Die Schüler erhalten das Tagebuch der Anne Frank. Foto: Werner Kuhnle

Die Fünftklässler der Anne-Frank-Realschule in Marbach haben das Tagebuch der ermordeten Jüdin überreicht bekommen. Es dient dem friedlichen Miteinander.

Marbach - Dieses Buch soll dich auf deinem Weg in dieser Schule begleiten“, lesen Fünftklässler gemeinsam stehend in der bestuhlten Aula. Rund 70 Realschüler haben am Dienstagabend im Rahmen einer Gedenkfeier das Tagebuch mit dem berühmten Foto des lächelnden jüdischen Mädchens Anne Frank auf dem Cover erhalten. Das gleiche Foto der Namensgeberin der Schule in Großformat sehen die versammelten Eltern, Schüler und Lehrer auf einem Banner vor einem schwarzen Hintergrund. „. . . weil ich noch stets an das Gute im Menschen glaube“, liest man darunter. Anne Franks Zitat findet man auch im Buch, welches jährlich den Fünftklässlern feierlich überreicht wird.

„Wir leben diesen Namen“, erklärt die Schulleiterin Monika Mayer-Schumacher zum Festauftakt. Anne Frank habe eine schlimme Zeiterfahrung machen müssen, die Veröffentlichung der Einträge soll daran erinnern. Aber vor allem stehe die Jüdin für Menschlichkeit, Fairness und Wertschätzung. Die Realschule möchte mit der jährlichen Gedenkfeier um den Geburtstag Anne Franks am 12. Juni zu bedenken geben, dass die Verfolgung und Ermordung von Menschen auf Grund von Vorurteilen nicht mit dem Ende des Zweiten Weltkriegs aufgehört hat, sondern dies bis in die Gegenwart immer wieder vorkommt.

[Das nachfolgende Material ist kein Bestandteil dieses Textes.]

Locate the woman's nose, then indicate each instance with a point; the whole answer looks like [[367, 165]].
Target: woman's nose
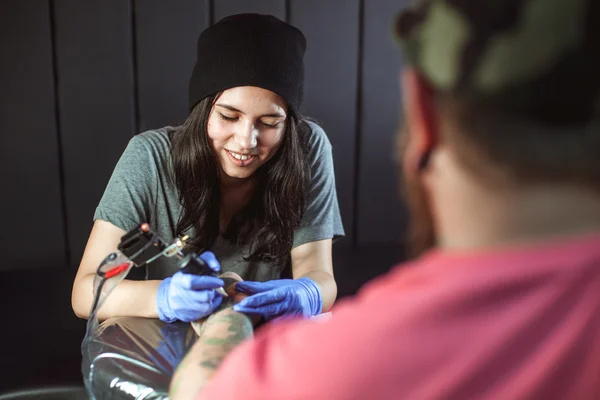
[[246, 136]]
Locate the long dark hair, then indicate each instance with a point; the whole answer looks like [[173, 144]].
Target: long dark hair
[[276, 208]]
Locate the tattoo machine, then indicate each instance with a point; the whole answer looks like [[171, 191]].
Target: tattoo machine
[[140, 247]]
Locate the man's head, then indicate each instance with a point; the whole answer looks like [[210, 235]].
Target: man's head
[[504, 94]]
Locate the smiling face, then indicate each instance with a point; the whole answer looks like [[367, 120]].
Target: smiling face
[[245, 129]]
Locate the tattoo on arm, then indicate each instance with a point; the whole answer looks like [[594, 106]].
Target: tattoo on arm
[[216, 347]]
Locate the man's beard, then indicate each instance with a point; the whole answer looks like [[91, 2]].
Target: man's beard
[[420, 236]]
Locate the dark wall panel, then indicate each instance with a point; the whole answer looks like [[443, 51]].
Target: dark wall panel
[[332, 32], [31, 194], [223, 8], [380, 215], [95, 72], [166, 35]]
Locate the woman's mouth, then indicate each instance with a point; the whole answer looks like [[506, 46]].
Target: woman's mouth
[[239, 159]]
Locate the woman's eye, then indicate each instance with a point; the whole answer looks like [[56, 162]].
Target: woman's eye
[[275, 125], [226, 118]]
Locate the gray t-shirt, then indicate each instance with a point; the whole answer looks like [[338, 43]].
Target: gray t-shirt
[[141, 189]]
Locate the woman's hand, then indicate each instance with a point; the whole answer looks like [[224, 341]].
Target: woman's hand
[[187, 297], [279, 298]]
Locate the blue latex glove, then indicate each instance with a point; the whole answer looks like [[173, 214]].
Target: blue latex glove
[[283, 297], [187, 297]]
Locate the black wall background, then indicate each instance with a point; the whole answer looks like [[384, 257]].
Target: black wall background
[[79, 78]]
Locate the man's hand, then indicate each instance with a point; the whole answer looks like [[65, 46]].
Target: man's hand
[[282, 297]]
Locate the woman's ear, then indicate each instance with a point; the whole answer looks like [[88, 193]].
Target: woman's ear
[[421, 123]]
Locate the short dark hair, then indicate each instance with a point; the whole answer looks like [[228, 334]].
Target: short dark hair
[[495, 143]]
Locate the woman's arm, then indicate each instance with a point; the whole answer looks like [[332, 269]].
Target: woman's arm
[[129, 298], [313, 260]]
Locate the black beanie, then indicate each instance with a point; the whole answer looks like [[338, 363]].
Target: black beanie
[[250, 50]]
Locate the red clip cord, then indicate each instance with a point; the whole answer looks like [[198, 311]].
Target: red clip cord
[[116, 270]]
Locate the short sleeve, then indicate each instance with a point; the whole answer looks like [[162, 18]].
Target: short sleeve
[[322, 219], [129, 196]]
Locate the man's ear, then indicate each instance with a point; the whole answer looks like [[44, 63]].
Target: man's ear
[[420, 115]]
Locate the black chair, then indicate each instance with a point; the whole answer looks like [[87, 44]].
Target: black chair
[[47, 393]]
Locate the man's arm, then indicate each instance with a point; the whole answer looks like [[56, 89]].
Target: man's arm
[[220, 333], [313, 260]]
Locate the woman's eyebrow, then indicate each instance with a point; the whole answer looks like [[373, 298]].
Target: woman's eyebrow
[[231, 108]]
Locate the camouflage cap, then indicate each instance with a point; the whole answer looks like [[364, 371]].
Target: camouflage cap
[[538, 57]]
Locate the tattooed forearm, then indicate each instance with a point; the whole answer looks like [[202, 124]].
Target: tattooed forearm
[[226, 331], [218, 334], [221, 332]]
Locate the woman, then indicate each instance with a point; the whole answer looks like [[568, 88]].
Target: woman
[[245, 177]]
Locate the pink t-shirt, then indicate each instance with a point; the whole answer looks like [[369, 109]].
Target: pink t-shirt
[[519, 323]]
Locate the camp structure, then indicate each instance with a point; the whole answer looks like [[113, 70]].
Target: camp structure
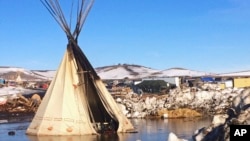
[[76, 102]]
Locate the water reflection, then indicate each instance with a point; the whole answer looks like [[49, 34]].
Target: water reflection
[[148, 130]]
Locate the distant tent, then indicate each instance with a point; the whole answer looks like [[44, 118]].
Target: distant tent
[[77, 101]]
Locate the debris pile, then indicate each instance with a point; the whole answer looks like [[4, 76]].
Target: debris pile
[[18, 103]]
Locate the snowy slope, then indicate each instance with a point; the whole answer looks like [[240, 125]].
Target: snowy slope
[[124, 71], [180, 72]]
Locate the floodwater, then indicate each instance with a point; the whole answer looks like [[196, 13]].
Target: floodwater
[[148, 130]]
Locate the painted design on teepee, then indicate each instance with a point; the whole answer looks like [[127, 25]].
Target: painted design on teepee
[[76, 102]]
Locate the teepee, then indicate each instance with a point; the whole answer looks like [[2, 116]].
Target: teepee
[[76, 102]]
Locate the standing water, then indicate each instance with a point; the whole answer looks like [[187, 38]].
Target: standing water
[[148, 130]]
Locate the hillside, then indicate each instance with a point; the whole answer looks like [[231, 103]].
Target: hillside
[[120, 71]]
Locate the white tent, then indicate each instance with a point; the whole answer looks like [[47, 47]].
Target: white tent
[[76, 102]]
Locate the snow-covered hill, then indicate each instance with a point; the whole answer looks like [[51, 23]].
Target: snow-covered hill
[[124, 71], [120, 71]]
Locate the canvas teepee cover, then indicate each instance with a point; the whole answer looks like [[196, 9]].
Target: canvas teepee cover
[[76, 99]]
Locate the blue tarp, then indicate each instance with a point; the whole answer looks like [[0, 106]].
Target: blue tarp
[[207, 79]]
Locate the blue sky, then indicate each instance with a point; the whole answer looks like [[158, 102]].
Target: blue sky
[[204, 35]]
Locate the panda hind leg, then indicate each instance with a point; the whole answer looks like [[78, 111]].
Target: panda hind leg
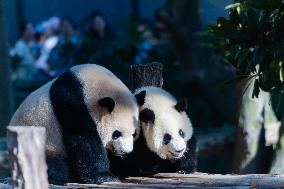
[[91, 161]]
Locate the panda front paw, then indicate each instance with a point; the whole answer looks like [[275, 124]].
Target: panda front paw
[[100, 178]]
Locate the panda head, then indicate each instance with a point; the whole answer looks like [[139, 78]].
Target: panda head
[[117, 124], [164, 122]]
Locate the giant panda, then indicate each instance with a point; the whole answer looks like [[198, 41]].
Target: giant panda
[[165, 142], [86, 111]]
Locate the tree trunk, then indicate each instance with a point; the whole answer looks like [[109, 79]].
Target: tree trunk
[[6, 97], [255, 114]]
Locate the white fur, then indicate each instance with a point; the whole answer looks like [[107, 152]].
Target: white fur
[[167, 120], [98, 82]]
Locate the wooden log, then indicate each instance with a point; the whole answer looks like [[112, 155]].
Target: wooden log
[[197, 180], [26, 146], [146, 75]]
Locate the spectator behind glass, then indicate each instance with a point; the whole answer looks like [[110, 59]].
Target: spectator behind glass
[[50, 30], [23, 54], [96, 45], [62, 55]]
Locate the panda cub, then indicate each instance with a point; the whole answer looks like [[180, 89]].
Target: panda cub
[[166, 142], [85, 111]]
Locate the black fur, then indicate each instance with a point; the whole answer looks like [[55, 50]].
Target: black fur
[[87, 160], [181, 105], [143, 162], [108, 103], [147, 115], [141, 98]]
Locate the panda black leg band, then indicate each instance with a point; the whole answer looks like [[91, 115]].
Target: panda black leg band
[[58, 170], [188, 163]]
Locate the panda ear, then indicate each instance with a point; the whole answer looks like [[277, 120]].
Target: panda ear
[[181, 105], [140, 97], [147, 115], [108, 103]]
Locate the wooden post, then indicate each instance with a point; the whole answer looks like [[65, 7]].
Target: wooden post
[[26, 147], [146, 75]]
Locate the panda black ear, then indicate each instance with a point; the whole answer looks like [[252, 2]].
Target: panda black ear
[[181, 105], [147, 115], [108, 103], [140, 97]]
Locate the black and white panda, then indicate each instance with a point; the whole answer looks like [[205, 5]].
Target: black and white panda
[[85, 111], [166, 142]]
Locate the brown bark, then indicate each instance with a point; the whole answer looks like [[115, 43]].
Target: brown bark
[[251, 153], [146, 75]]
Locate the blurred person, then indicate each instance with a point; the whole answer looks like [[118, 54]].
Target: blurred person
[[23, 54], [50, 29], [62, 55], [97, 42]]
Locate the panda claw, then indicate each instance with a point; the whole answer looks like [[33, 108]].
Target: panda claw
[[102, 178]]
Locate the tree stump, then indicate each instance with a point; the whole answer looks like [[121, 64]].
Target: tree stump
[[146, 75], [26, 147]]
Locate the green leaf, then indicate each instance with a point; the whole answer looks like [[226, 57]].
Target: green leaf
[[234, 81], [259, 55], [256, 89]]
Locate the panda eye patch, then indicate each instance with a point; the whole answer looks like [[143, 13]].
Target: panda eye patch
[[181, 133], [167, 139], [116, 134]]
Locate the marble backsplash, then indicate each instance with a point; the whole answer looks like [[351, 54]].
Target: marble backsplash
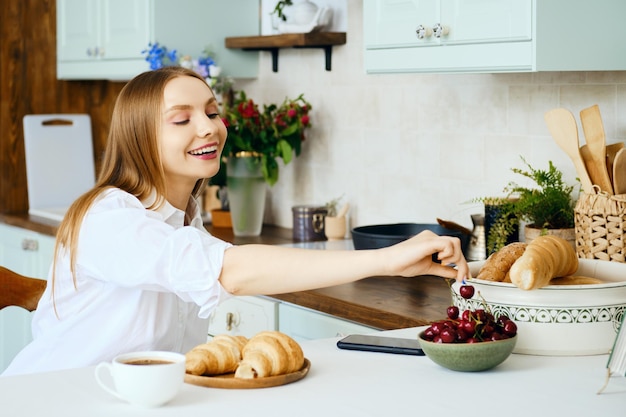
[[414, 147]]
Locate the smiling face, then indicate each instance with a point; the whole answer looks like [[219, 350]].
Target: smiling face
[[191, 137]]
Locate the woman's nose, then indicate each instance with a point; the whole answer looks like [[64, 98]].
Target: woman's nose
[[207, 127]]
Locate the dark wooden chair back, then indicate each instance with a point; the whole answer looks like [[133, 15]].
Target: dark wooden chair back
[[19, 290]]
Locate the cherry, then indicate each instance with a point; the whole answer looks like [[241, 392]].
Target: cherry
[[466, 291], [453, 312], [510, 328], [448, 335], [437, 327]]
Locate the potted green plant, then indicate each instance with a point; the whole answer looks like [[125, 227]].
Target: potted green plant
[[547, 207]]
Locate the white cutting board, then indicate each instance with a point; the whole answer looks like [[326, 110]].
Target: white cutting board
[[59, 161]]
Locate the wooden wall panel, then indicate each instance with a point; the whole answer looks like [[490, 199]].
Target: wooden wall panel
[[28, 85]]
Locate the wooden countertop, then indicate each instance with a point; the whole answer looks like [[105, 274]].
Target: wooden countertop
[[380, 302]]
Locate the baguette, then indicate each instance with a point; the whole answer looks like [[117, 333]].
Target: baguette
[[219, 356], [545, 258], [270, 353]]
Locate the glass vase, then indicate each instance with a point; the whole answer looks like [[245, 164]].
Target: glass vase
[[246, 194]]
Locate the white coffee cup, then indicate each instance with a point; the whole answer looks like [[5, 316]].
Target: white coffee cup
[[147, 379]]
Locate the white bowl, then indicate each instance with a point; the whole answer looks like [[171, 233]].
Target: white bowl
[[558, 320]]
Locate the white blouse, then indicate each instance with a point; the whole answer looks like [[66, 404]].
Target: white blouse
[[144, 281]]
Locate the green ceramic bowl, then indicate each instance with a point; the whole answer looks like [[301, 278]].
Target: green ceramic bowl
[[468, 357]]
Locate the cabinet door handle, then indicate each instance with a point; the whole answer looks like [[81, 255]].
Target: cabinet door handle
[[423, 32], [232, 320], [30, 245], [439, 30]]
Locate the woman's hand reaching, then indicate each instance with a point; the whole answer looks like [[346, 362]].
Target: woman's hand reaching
[[413, 257]]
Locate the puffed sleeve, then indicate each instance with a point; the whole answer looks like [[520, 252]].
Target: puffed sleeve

Ein besonderer Gast sitzt in der ersten Reihe. Die 83-jährige Yvonne Koch war zur selben Zeit wie Anne Frank im KZ in Bergen-Belsen und folgt seit einigen Jahren der Einladung der Schule.

„Im März 1945 ist sie mit 15 Jahren im KZ gestorben“, erinnert der Lehrer Marcel Strack. Man wolle keine laute Geburtstagsparty feiern. Die Fünftklässler sollten ruhig und aufmerksam folgen, was die Neuntklässler Laura, Gina, Torben und Lara vorbereitet haben. Tatsächlich ist es mucksmäuschenstill, als Laura Auszüge aus dem Buch zu lesen beginnt. „In der Schule musste sie Aufsätze über sich als unverbesserliche Schwatzliese schreiben“, erfährt man über die Zeit vor der Judenverfolgung im Dritten Reich. Sie habe mit 13 ein Tagebuch bekommen, in dem sie notierte, was sie erlebte und berührte. In kurzen Auszügen lesen die Schüler darüber, wie Anne Frank es empfand, zwei Jahre in einem Versteck leben zu müssen. Wie sie dort den „Zug zum Tod“ anderer Juden erlebte. Aber auch, dass sie ein ganz normaler Teenager war, mit einem Freund namens Peter und Träumen. In ihrem Tagebuch sprach sie sich immer wieder Mut zu und wollte im Leben etwas bewegen.

Was sie nicht mehr direkt konnte, soll ihr Tagebuch bewirken. „Man prügelt heute viel zu leicht aufeinander ein“, erklärt Strack nach der Lesung, so erlebe man aktuell die Aggressionen unter Fußballfans. „Ihr seid die Zukunft“, wendet sich Strack an die Schüler, man strebe an der Schule ein friedliches Miteinander an. Ehrengast Yvonne Koch besucht am Folgetag die neunte Klassenstufe, um von ihrer Zeit in Bergen-Belsen zu berichten. „Die schlechteste Demokratie ist besser als diese Zeit damals“, erklärt sie nach der Feier.